To address a couple of your points, for public transit I personally prefer trains to busses, mostly because trains don't get slowed down in the same traffic drivers deal with. However, I wouldn't worry about busses stuck in the snow, because it's really going to be very few days out of the year that this might be an issue. I'd also suggest that if you find a place along a bus route that looks really good according to most of your criteria, you'd probably do better to move there than to live in a place along a subway line which in other ways fell far short of your preferences. Busses will get you where you want to go well enough that I'd say you would not want to pass up an otherwise really good place to live just because it was located near a bus line rather than a train line.

Keep in mind too that rail transit takes the form of both subway/light rail and commuter trains. Which works better depends on your preferences. The commuter tains run less frequently than the subway, and don't run as late at night as the subway, but the commuter rail lines extend farther out from downtown Boston, making it possible to live in a more suburban locale if you prefer, while still having access to public transit.

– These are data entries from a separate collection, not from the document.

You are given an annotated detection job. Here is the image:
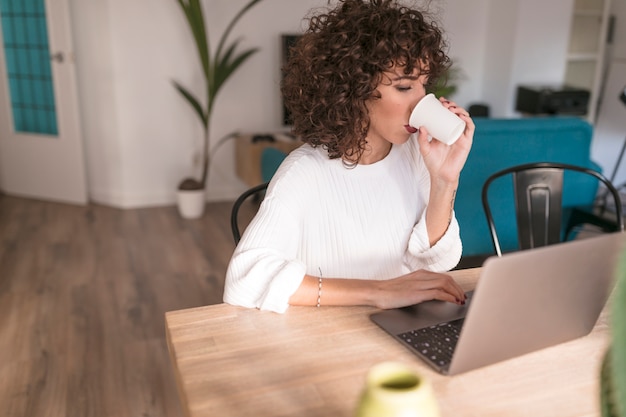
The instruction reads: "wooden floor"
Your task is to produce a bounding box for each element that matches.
[0,195,253,417]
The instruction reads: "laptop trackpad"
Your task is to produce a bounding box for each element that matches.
[371,291,473,336]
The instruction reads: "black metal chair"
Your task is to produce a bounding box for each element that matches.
[482,162,624,256]
[230,182,269,245]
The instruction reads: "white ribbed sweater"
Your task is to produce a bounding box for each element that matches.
[224,136,462,313]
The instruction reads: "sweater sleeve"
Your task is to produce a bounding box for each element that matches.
[405,210,463,272]
[224,193,306,313]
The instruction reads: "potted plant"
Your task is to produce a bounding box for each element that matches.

You mentioned the friendliness of people in Charlotte. A subject which has been discussed to death on this forum is that Bostonians have a reputation for being unfriendly, cold, reserved, aloof, whichever term you prefer. My take on this is that individual situations vary a lot. You may find yourself in a light, chatty conversation with a stranger from time to time, and I find that people around here often tend to be more relaxed, and inclined to converse with strangers, in intimate settings like bars and coffee shops. Generally, you'll find people here less inclined to make it a habit to engage in idle chat with strangers as a matter of course than what you've probably experienced in Charlotte. Just keep in mind that sometimes people do chat with strangers in Boston, but it's generally accepeted that this is not always going to happen, and that it's considered impolite to keep pushing to engage a stranger in conversation when the person shows no interest in doing so after your first attempt at conversing.